Ich bin in dieser Hinsicht ganz Ihrer Meinung und halte eine Neuorientierung der Drogenpolitik für notwendig.
Daher befürworte ich schon seit Jahren eine Entkriminalisierung von Cannabis und somit die Strafbefreiung des Konsums. Tatsächlich hat sich innerhalb der SPD-Bundestagsfraktion in den letzten Jahren zu diesem schon oft diskutierten Thema einiges getan und die Stimmen für eine Entkriminalisierung sind stark gestiegen. Erst Anfang dieses Jahres haben wir ein Positionspapier veröffentlicht, in dem wir eine Abkehr von der bisherigen Verbotspolitik hin zu einer Entkriminalisierung des Cannabiskonsums fordern, da weder Verbot noch Strafverfolgung bisher zum Rückgang des Konsums führten und Cannabis, wie Sie auch schon richtig angemerkt haben, deutlich harmloser ist, als der legale Alkohol. Vielmehr möchten wir eine differenzierte Aufklärung und einen offeneren Umgang mit dem Thema fördern. Daher wollen wir Modellprojekte ermöglichen, in denen die legale und regulierte Abgabe von Cannabis an Konsument*innen erprobt werden soll und setzen uns dafür ein, dass künftig der Besitz kleiner Mengen Cannabis zum Eigengebrauch nicht mehr strafrechtlich verfolgt, sondern nur noch als Ordnungswidrigkeit behandelt werden soll.

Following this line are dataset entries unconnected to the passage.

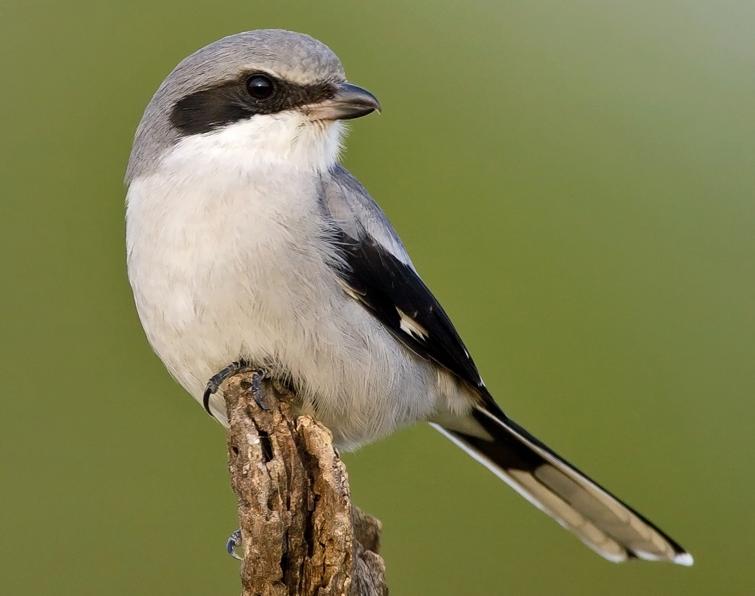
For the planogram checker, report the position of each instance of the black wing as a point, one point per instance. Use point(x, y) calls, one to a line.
point(399, 299)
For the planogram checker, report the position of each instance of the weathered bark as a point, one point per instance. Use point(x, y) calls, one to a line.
point(300, 533)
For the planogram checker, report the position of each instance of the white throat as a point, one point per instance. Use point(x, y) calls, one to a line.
point(288, 140)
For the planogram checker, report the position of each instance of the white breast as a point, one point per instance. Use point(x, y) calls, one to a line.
point(227, 260)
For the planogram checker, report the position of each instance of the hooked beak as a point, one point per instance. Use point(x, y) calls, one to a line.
point(348, 102)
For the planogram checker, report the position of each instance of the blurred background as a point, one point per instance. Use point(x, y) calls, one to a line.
point(575, 181)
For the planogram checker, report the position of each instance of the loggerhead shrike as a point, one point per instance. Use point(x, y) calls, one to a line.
point(247, 241)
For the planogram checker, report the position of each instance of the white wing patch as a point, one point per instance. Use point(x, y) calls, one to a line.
point(411, 327)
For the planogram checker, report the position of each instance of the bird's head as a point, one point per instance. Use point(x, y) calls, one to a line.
point(264, 96)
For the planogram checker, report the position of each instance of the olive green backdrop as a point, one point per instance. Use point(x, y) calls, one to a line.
point(576, 182)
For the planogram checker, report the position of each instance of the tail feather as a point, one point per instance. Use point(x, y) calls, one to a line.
point(605, 524)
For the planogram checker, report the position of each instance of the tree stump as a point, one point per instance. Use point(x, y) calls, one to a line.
point(300, 533)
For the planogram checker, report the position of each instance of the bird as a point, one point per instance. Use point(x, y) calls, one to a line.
point(248, 242)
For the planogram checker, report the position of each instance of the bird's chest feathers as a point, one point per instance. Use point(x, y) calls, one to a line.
point(217, 250)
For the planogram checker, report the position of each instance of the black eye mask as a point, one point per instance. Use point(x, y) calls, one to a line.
point(231, 101)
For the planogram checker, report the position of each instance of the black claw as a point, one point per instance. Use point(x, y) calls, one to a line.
point(217, 380)
point(234, 541)
point(257, 390)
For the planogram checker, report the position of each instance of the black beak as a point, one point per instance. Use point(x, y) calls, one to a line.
point(348, 102)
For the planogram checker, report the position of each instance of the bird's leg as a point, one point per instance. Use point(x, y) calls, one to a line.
point(233, 543)
point(217, 380)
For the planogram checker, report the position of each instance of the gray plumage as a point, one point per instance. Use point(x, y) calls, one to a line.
point(247, 240)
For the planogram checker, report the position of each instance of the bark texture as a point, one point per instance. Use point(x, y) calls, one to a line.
point(300, 533)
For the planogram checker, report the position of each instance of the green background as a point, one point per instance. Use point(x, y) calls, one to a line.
point(576, 182)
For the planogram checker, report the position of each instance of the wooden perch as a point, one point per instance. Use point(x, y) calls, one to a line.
point(300, 533)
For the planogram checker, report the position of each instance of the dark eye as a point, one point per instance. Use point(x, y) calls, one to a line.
point(260, 86)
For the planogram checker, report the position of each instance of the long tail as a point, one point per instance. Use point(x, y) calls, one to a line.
point(605, 524)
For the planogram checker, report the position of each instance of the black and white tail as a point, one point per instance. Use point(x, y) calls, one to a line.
point(605, 524)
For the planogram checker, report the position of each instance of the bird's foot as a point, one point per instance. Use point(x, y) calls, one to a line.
point(217, 380)
point(236, 367)
point(233, 543)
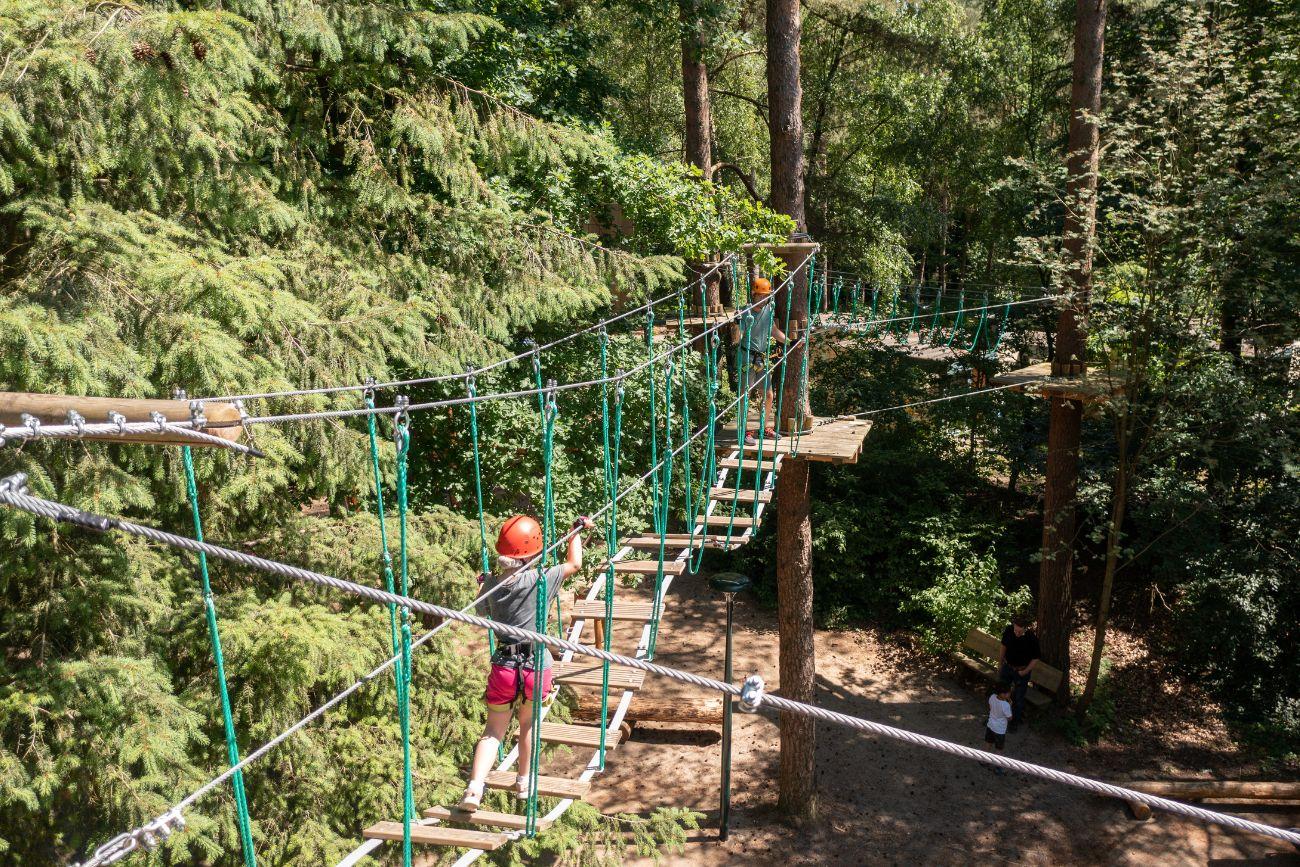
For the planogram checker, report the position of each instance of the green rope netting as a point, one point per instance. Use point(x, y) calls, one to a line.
point(219, 662)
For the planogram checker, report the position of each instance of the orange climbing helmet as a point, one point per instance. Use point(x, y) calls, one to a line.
point(520, 537)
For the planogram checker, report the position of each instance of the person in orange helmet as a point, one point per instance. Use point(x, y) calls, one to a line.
point(754, 345)
point(515, 675)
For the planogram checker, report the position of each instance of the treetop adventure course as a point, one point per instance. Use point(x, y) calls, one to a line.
point(724, 482)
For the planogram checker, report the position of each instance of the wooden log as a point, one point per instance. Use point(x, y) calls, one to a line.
point(646, 710)
point(222, 419)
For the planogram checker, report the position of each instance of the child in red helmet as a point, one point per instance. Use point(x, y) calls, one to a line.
point(515, 673)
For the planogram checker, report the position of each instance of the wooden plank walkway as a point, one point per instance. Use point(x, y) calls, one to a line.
point(1095, 386)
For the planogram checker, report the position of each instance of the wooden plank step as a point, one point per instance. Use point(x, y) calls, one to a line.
point(511, 820)
point(579, 736)
point(675, 542)
point(746, 495)
point(585, 671)
point(594, 610)
point(767, 464)
point(437, 836)
point(549, 787)
point(742, 521)
point(645, 567)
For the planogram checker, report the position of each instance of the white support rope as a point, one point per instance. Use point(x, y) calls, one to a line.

Ich teile Ihre Meinung daher vollkommen und bin der Ansicht, dass nur durch eine Entkriminalisierung von Cannabis auch ein ordentlicher Jugendschutz betrieben werden kann, der zeit- und wahrheitsgemäß aufklärt. Bisher scheitert eine Umsetzung jedoch an unserem Koalitionspartner, der unseren Forderungen einer Entkriminalisierung bislang noch entgegenwirkt.
Abschließend möchte ich Ihnen noch einmal für Ihr Schreiben danken, das auch noch einmal zeigt, dass ein neuer Umgang mit dieser Thematik dringend erforderlich ist und kann Ihnen versichern, dass ich mich weiterhin dafür einsetzen werde.